The Student Loan Bubble

Student Debt

The dot-com bubble burst at the end of the last century. Then there was the real estate bubble bursting in 2008. Next up is the student loan bubble bursting. Too many banks are loaning too much money to students who won't be able to get good enough jobs to even begin to contemplate paying the loans off. What makes this even more of a mess, your average student today is getting loans from several sources over their four, five or six years of college. Average loan loads are being reported around $22 to $25 thousand over four years. But that was before that other bubble burst in 2008. Students and their parents don't have any home equity cash machines anymore so another aspect about all of this debt is it's unsecured.
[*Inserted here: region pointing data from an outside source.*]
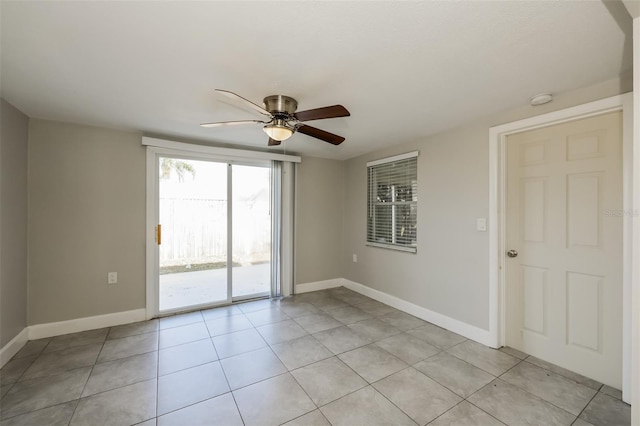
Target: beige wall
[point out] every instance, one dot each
(13, 222)
(86, 218)
(449, 274)
(319, 220)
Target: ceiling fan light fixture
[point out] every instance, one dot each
(278, 130)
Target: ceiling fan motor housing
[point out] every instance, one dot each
(281, 104)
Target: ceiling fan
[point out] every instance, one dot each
(283, 120)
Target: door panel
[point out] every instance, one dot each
(251, 231)
(564, 290)
(193, 253)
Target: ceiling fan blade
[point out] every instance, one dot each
(231, 123)
(320, 134)
(333, 111)
(246, 101)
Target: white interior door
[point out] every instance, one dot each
(564, 220)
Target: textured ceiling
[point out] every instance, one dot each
(405, 70)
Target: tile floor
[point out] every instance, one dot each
(328, 357)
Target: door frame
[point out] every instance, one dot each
(158, 147)
(630, 198)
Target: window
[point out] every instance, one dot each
(393, 202)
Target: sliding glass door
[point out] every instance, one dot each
(214, 232)
(251, 229)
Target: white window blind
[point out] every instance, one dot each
(392, 211)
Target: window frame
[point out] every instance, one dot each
(372, 188)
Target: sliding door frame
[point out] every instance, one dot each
(157, 148)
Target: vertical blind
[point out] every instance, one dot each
(393, 202)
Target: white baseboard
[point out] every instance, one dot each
(469, 331)
(51, 329)
(10, 349)
(318, 285)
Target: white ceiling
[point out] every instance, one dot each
(405, 70)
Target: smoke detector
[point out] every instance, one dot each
(541, 99)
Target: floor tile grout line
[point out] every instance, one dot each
(566, 376)
(585, 407)
(479, 408)
(536, 396)
(88, 376)
(378, 316)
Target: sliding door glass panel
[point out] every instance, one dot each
(251, 224)
(193, 251)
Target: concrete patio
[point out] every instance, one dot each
(185, 289)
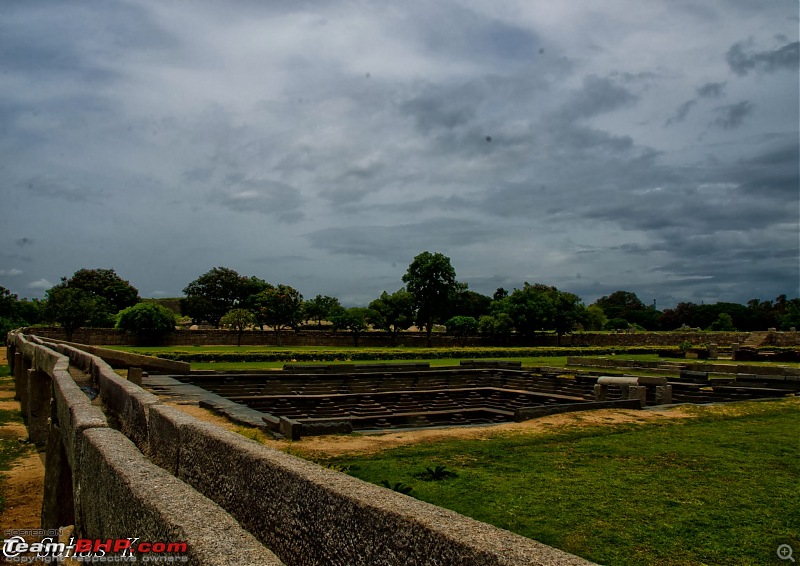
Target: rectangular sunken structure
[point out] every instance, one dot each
(324, 399)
Can't get blood from a stone as they say...

If an accurate survey could be done today among recent college grads, we would certainly find that this $22 to $25 thousand debt load has jumped significantly higher. I would guess it's more than doubled and in too many cases quadrupled. As recent grads from June of 2011 still struggle to find jobs in the Fall of 2011, we'll start to see the beginning of the loan default title wave sometime in the summer of 2012.

The Star Tribune has reported on this issue over the years, starting with an April 30, 2009 story about a recent Concordia University grad who racked up $94,000 in student loans to pay for her communications degree. Her first job out of college: taking school pictures for LifeTouch Studios, a job that didn't quite net her enough money to cover her monthly loan payment of over $1,000. Here we are 2 years later and if anything, it's gotten much worse since then. Especially when you consider that the amount of unpaid student debt has gone over the trillion mark. When this all folds in a couple years, there will be no houses to repossess. Many of the co-signers on those loans will be in financial straits and unable to come up with anything.

With the recent government melt-downs over supporting things like higher education for the middle class, there is little room for optimism and a lot more room for a more elitist future, taking us back to the 1930s when only the wealthy could afford to go to college. There's too many waiters and waitresses with college degrees anyway. And that last thing we need is an educated and informed public because an educated and informed public would realize that there is something wrong here and might rise up and do something about it. The meritocracy of the past 50 years is coming to an end.

Maybe the Mayans were tracking student loans 1,000 years ago and that's what's coming to an end in December of 2012.